Last week it was reported that many schools are folding under the weight of Covid-19 and are on the chopping block, with promoters seeking to shed themselves of them.
You have to feel for the owners who for many, through no
fault of their own, are in this distressed situation.
On a more global level the collapse of these schools will
have far reaching consequences on the sector, which is driven mainly by the
private schools.
There was a time when public schools and those set up by
religious groups dominated the sector. But underinvestment in the 1970s and
1980s, population growth and this government’s commitment to Universal Primary
Education (UPE) meant the demand for education, of whatever sort burst through
the roof.
The private sector jumped at the opportunity. As a result,
there has been a boom in the education sector in the last few years. One
businessman with interests in real estate and finance when he made an entrance
into the school business, said it was the easiest money to make.
"Covid-19 and the measures government took to contain it brought the gravy train to a screeching halt. And as it is with any crisis, you will know who was swimming naked when the tide goes out...
Not to kick a man when he is down, but for all of us the old
saying that, make hay while the sun shines has never been truer.
A cursory analysis of the most distressed schools shows
three rough patterns.
The worst hit are the new schools who had just begun, had
not broken even and were in “the valley of death” -- that stage in any business’ development
before the business model has been proven.
The second group are those who while they have been around
for a bit still have massive fixed costs, especially rent, which they still
owed while the schools were shut down and not earning any income.
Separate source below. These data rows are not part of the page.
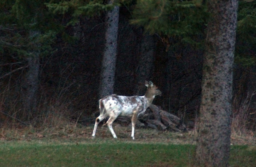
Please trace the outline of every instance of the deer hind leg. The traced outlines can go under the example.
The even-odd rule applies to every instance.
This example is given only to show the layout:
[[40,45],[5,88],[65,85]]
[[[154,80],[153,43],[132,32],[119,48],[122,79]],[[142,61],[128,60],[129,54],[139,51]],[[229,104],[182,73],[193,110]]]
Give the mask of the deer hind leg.
[[136,113],[134,113],[132,117],[132,138],[133,140],[134,140],[134,131],[135,130],[135,125],[136,124],[136,121],[137,121],[138,114]]
[[95,136],[95,134],[96,133],[96,130],[97,130],[97,127],[98,126],[98,123],[102,120],[105,119],[106,117],[106,115],[100,115],[97,118],[96,118],[96,121],[95,121],[95,125],[94,125],[94,132],[92,132],[92,137]]
[[112,134],[113,137],[116,139],[117,138],[117,137],[116,135],[116,134],[114,133],[113,128],[112,128],[112,124],[113,123],[113,122],[114,122],[114,121],[116,120],[116,118],[118,118],[118,117],[116,116],[110,116],[108,120],[108,121],[106,122],[106,124],[108,124],[108,127],[110,129],[110,132]]

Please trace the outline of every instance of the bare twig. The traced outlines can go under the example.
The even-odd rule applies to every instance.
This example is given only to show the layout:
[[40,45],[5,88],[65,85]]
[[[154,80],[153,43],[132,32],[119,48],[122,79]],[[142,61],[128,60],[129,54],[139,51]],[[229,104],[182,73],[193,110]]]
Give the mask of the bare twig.
[[6,113],[4,113],[4,112],[2,112],[2,111],[0,111],[0,113],[2,113],[2,114],[4,114],[5,115],[6,115],[6,116],[8,116],[8,117],[10,117],[10,118],[12,118],[12,119],[14,119],[14,120],[16,120],[16,121],[18,121],[18,122],[20,122],[20,123],[21,123],[22,124],[23,124],[23,125],[26,125],[26,126],[28,126],[28,124],[27,124],[25,123],[24,122],[22,122],[22,121],[16,118],[15,118],[15,117],[12,117],[12,116],[10,115],[9,114],[6,114]]
[[21,69],[24,69],[24,68],[26,68],[28,67],[28,65],[26,65],[26,66],[24,66],[24,67],[20,67],[20,68],[18,68],[17,69],[16,69],[15,70],[12,70],[12,71],[10,71],[10,72],[8,72],[7,74],[6,74],[2,75],[2,76],[0,77],[0,79],[2,79],[2,78],[4,78],[5,77],[8,76],[8,75],[10,75],[10,74],[12,74],[12,73],[13,73],[14,72],[16,72],[17,71],[18,71],[18,70],[21,70]]

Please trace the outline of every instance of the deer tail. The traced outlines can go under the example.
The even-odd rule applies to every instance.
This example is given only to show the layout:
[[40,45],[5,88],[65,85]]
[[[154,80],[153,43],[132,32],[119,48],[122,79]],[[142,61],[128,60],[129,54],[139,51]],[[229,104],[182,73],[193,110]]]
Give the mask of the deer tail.
[[104,104],[103,103],[102,100],[100,99],[98,101],[98,103],[100,104],[100,115],[104,115],[104,112],[106,110],[105,109],[105,106],[104,106]]

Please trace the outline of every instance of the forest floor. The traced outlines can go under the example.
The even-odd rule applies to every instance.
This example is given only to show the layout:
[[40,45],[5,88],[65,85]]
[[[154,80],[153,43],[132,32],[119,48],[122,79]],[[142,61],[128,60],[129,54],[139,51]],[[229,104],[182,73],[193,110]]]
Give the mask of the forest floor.
[[[60,124],[54,127],[6,126],[0,128],[0,167],[196,167],[196,131],[173,133],[114,124],[118,139],[106,126]],[[256,132],[233,133],[230,165],[255,166]]]
[[[132,128],[114,123],[113,128],[118,141],[140,143],[162,143],[168,144],[195,145],[196,131],[177,133],[161,131],[150,129],[136,128],[134,141],[130,138]],[[42,142],[91,143],[114,140],[107,126],[98,126],[94,138],[92,138],[94,125],[84,126],[70,124],[52,128],[34,128],[24,126],[0,128],[0,143],[12,141],[40,141]],[[232,133],[232,145],[256,146],[256,132]]]

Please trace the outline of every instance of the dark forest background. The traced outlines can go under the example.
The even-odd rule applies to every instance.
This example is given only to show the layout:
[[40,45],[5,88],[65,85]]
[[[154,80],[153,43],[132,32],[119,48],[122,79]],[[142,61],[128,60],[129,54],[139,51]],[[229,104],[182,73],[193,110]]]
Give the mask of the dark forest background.
[[[162,93],[154,104],[194,122],[200,102],[205,29],[202,0],[0,2],[0,124],[90,123],[98,114],[106,13],[120,6],[114,93]],[[256,2],[240,0],[232,120],[255,130]]]

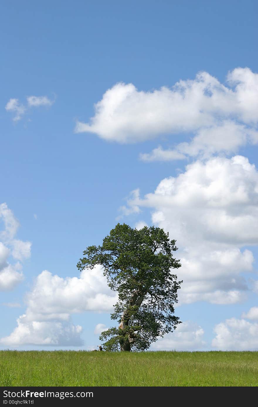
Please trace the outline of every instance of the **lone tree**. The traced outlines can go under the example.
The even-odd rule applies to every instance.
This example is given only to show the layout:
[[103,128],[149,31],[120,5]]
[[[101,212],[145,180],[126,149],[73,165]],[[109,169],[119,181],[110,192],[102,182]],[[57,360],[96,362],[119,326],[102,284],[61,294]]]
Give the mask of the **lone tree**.
[[182,282],[171,272],[181,266],[173,257],[175,243],[159,228],[138,230],[118,223],[102,246],[89,246],[83,252],[78,269],[101,265],[109,286],[118,293],[111,318],[119,326],[99,337],[106,350],[144,350],[181,323],[174,315]]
The third group and probably the most tragic, to my mind, are
those whose schools were established, had even invested in their own premises,
had not quite created a brand but worse still they had no buffer fund to tide
them over the hard times.
This last case the proprietors were content to eat all
surpluses, the schools were indebted up to the eyeballs and when the first bump
in the road came they collapsed like a pack of cards.
Not to oversimplify the issue, but many distressed schools
find themselves facing a variation of one of these themes.
Moral hazard – reckless behavior by borrowers knowing they
will be saved from themselves, aside, the government needs to look into how they
bailout the education sector.
Already of course, the market, which waits for no man, has
jumped into the fray, with distressed owners putting their enterprises up for
sale.
The challenge with the market is that while it is the most
effective creator of wealth the world has known, it is the worst distributor of
that same wealth. It tends to give more to those who have and take away even
the little that the poor have. The challenge of leaving the education sector’s current
woes to be resolved by the market is that one, this may very well lead to
concentration of the sector in the hands of a few people, who have the funds to
buy all these distressed assets. We shouldn’t begrudge people their hard work,
but one effect of such a scenario is that they will be able to charge as much
as they want for lack of competition.
Which might not be the worst thing though.
"The worst thing is if the school owners find no buyers, which may affect thousands of learners, who may not be easily absorbed in the existing schools. It was reported last year that in Kenya some school owners had turned the premises into poultry farms and the returns were such that they were not contemplating a return to the education sector.
Education is not a service a country can do without. It is
an essential service that can very well determine the fate of a nation. As it
is, experts are already warning that the makings of greater economic inequality
are being sown between those students who have continued learning online and
those who cannot for whatever reason, but mostly because their parents are
already poor.
The nature of the interventions will of course determine
whether the education sector comes out the other side with the minimum of pain
or distorts it even further. Any bailout must be to the most deserving school,
with the main parameter being schools which have the most impact on the most
vulnerable communities.
The nature of bailout can range from taking over the schools
altogether, restructuring their debt or even providing a grant.
The point is these are not shops or other private
enterprises we can abandon to the vagaries of the market. Something systematic
and effective needs to be done. Sooner than later.